Quando Felipinho chegou ao Santuário queria arrebentar todas as portas; pouco a pouco percebeu que as portas no Santuário permaneciam sempre abertas, menos nos poucos minutos da limpeza da área que eles usavam. Hoje Felipinho é outro chimpanzé, gentil e carinhoso com todos os tratadores e funcionários do Santuário. A Nega é um caso máximo de claustrofobia, ela nunca dormiu num lugar fechado, ela sobe no brinquedo, no topo da casa externa e dorme lá. Não importa que faça frio ou chova ela se cobre com um cobertor e lá passa a noite e parte do dia.

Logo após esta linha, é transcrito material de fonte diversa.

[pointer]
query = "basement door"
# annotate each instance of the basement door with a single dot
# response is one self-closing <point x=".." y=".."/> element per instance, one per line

Martín é outro que não resiste as portas fechadas e até hoje não vale tentar fechá-lo num quarto, porque ele tentará arrebentar a porta, não importa que machuque os braços e pernas. Carioca, seu irmão, é outro caso de claustrofobia extrema. Dorme sempre fora, entra para comer em seu refeitório se não tem ninguém, ou se tem alguém em quem ele confia muito. Entra e sai rápido, olhando para trás e os lados.

Bruna, que mora com Carioca, é outro caso extremo. Só entra no refeitório quando não tem ninguém, com pressa retira sua comida e vai ao exterior. Nunca come num lugar fechado.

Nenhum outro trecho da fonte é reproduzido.